(Montel) European coal prices continue to trade at a considerable discount to their Pacific basin equivalents, suggesting EU demand remains sluggish at a time of tight Australian supply, analysts told Montel.
The front-month API 2 contract has so far this year averaged USD 178/t, compared with the Ice Newcastle equivalent of USD 365/t, on Ice Futures.
This spread of USD 187/t compares with an average discount of USD 68/t last year and an average premium of USD 18/t in 2021.
“The two contracts are to a large extent disconnected, reacting to quite different fundamentals,” said Guillaume Perret, director of Switzerland-based consultancy Perret Associates.
He noted European prices were under pressure from relatively mild weather, lower competing gas prices, high stocks and reduced industrial demand, while supply in the Pacific basin for high calorific-value (CV) coal remained quite tight.
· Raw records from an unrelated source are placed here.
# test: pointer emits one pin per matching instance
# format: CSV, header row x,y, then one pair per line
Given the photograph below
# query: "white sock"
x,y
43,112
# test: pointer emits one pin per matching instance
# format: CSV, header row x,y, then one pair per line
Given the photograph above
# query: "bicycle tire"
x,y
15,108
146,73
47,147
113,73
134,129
Australian coal exports in 2022 likely declined by 10% – or 19m tonnes – on the year to 179m tonnes, according to provisional Perret Associates estimates, citing heavy rains hindering output, a lack of mining investment and staff shortages.
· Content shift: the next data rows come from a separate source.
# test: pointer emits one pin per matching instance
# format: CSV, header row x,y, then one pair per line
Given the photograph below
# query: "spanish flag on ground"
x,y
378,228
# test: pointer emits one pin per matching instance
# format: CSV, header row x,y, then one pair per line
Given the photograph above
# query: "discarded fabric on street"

Perret said shipments from Australia could recover to 185m tonnes, albeit be well below the peak exports of 212m tonnes seen in 2019.
“So while the spread could erode a bit, for most of 2023 Newcastle will continue trading at a significant premium to [API 2],” he said.
Supply substitution
“It’s surprising that this large spread has persisted,” said Singapore-based Refinitiv coal analyst Toby Hassall.
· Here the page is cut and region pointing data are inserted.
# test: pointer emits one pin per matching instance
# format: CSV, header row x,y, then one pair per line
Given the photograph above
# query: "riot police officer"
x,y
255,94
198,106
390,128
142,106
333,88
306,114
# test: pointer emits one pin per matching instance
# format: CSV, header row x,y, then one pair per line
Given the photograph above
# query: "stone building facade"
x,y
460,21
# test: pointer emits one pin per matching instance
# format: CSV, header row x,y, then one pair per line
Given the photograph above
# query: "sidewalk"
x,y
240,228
While north Asian demand for high-CV Australian thermal coal had been strong, and supply been constrained, a spread “of this magnitude” would usually result in buyers substituting Australian coal with lower cost supply from other origins, he said.
But softer demand from Europe had contributed to the downward pressure on API 2 prices, he said.
An analyst with a coal supplier said the high Newcastle prices would likely drive volumes away from Europe in the near-term, despite EU nations shunning Russian coal for alternative supplies from afar as Australia and Colombia.
“Whoever has coal now, prefers to send it to Asia, as even a heavily discounted [Newcastle-linked sale] makes more sense than API 2,” he said.